Djokovic was forced to stave off a break point in the first game of the match, shedding some early rust. The Serb’s movement was not as fluid and his return not as sharp as it had been earlier in the week, and he was unable to penetrate Nadal’s serve in the initial stages.
But the Belgrade native settled in, surviving a 30/30 game on his serve at 2-2, rifling a cross-court backhand that drew an error from Nadal.
The World No. 1 dropped just one of nine service points through his first two service games, but he fell behind 0/30 while serving down 2-3 following two missed first serves. Djokovic would clip the back edge of the baseline with a forehand winner to give him a pair of break points, and he would convert on the first for the opening break of the match.
Djokovic continued his aggressive play as the set wore on, attacking the net often and pouncing on any short balls left hanging inside the baseline.
They would remain on serve for the remainder of the set, culminating with a Djokovic hold on a service winner.
Djokovic fired two aces and nine winners in the first set, winning four of five forays to the net.
The winner of the first set has claimed the last nine encounters in the rivalry.
SECOND SET – Djokovic 6-3
Djokovic continued to apply pressure on Nadal’s serve in the second set, securing a break of serve in the opening game with yet another cross-court backhand winner.
Nadal would respond with an immediate 0/30 look at Djokovic’s next service game, but the three-time champ would dig deep for the hold for 2-0.

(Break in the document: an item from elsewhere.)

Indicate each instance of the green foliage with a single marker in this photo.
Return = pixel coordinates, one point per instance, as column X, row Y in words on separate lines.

Djokovic refused to allow Nadal to penetrate his defence with his deep cross-court topspin forehands to the deuce court, maintaining the pressure throughout the second set. He continued to empty his bag of tricks with effective slice approaches and superior net play.
The Spaniard would deny another break opportunity in the fifth game, despite hitting his first double fault of the match, and survived a deuce game serving down 2-4.
Nadal would not be as fortunate while serving to stay in the match at 3-5. Djokovic earned two match points at 15/40 after a deep return that caught Nadal off-balance, and claimed his fourth Miami title on the next point following a thrilling rally.
Nadal was unable to make inroads in his counterpart’s serve in the second set, winning just four of 21 return points. He would uncharacteristically hit 11 forehand unforced errors in the match, while Djokovic fired 22 total winners, including five off the backhand wing.
Djokovic captures his second Indian Wells-Miami double with the win, joining Roger Federer as the only players in history to achieve the feat.